The Obama administration has always seemed to have trouble managing even one foreign-policy crisis at a time. But the opening of the next stage of the P5+1 nuclear talks with Iran in the same week that Russia, the West’s nominal partner in trying to negotiate a resolution of the nuclear question with Tehran, is annexing Crimea is posing a particularly difficult dilemma for the administration. After all, President Obama and Secretary of State Kerry have been counting on Moscow to back up the West’s efforts to get the Iranians to give up their quest for nuclear weapons or at least not to sabotage either the talks or the sanctions on the Islamist regime. But with the U.S. and the European Union contemplating sanctions to punish the Putin government for its aggression against Ukraine, how can they possibly expect the Russians to act as partners in an effort to pressure Iran in the exact same manner?
Those worries are the conceit of a story in today’s New York Times in which an anonymous “senior American official” could do no better than to express the “hope” that the defiant Russians would not “put these negotiations at risk.” But the problem with the administration’s approach to the Iran talks goes deeper than merely it being bad luck that the Ukraine crisis has happened at just the moment when the president was hoping to swing a deal with Tehran. Even in the best of times, Russia’s equivocal attitude toward pressuring Iran was always a liability to the Western negotiators. But the open breach between Russia and the West over its seizure of Crimea makes an agreement that would actually prevent Iran from getting a bomb in the long run even more unlikely than it was before. Rather than re-evaluate an approach that was already rooted in weakness, the president and Kerry are apparently determined to stick with a losing hand. If Iran’s negotiators weren’t already confident about their ability to take Obama to the cleaners in the talks, they are now.
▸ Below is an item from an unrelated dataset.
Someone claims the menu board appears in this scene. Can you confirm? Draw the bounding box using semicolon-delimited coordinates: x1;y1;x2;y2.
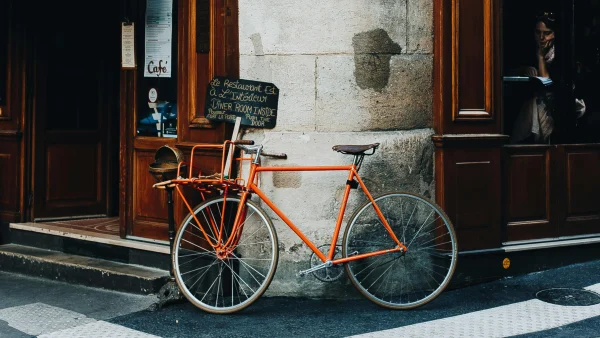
204;76;279;129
The presence of Russia and China in the group negotiating with Iran was always Iran’s ace in the hole in the talks. While both countries have expressed their opposition to the prospect of an Iranian bomb, their role in this diplomatic equation was always complicated. Russia has been a major supplier of nuclear technology as well as arms to Iran, including anti-aircraft missiles that would make a strike on their facilities even more difficult. Russia also has an extensive trade relationship with Tehran. Meanwhile China is the ayatollah’s leading trade partner in the vital oil sales that keep the Islamist regime afloat financially. Under the most favorable circumstances for diplomacy, those factors created an even greater conflict of interest than the strong trade ties between America’s European allies and Iran.
But Russia’s ties with Iran are also connected with Putin’s desire to recreate the old Soviet empire. The Bashar Assad government in Syria, Moscow’s principal Middle East ally, has only been kept in power because of Iran’s intervention in the civil war in that country. Though the Obama administration has always been beguiled by its hopes for a “reset” with Russia, the guiding principle of Moscow’s foreign policy in the Putin era is its desire to expand its influence abroad at America’s expense. Though Putin would rather not see a nuclear-armed Iran on the southern border of the old Soviet Union, his commonality of interests with Tehran always threatened to overshadow any desire on his part to cooperate with Western diplomacy.
However, getting Russia to be part of the international coalition against Iran was always a priority for the administration. In theory, this was a sensible decision since without Russia as well as China sanctions were never going to work against Iran. But Washington’s dependence on them also forced those sanctions to be watered down. It was also part of the reasoning that led Obama to conclude that it was smarter for the West to give up its military and economic leverage over Iran in order to conclude an interim deal that gave Iran far more than it gave up last fall.
All of this means that Iran is in an even stronger position vis-à-vis the West in the talks than the already formidable stance it was able to sustain in earlier rounds of diplomacy. Secure in the knowledge that Russia will never agree to a re-imposition of the sanctions that were dropped in November or impose tougher ones (such as the program Congress is still considering) that would shut down Iran’s oil trade for good, Tehran can simply stand its ground in the talks. That means that if President Obama wants an agreement—and he’s already demonstrated that he’s willing to do just about anything to get out of his promise to stop Iran’s nuclear quest—he’s going to have to let Tehran keep its nuclear program and give up the sanctions.
But those inclined to blame Obama’s weak position on Iran on bad luck, bad timing, or Russian aggression are mistaken. The diplomatic path chosen by the administration was always dependent on Russian goodwill that was never likely to be forthcoming. The flaws in the P5+1 formula were already there long before Putin seized Crimea.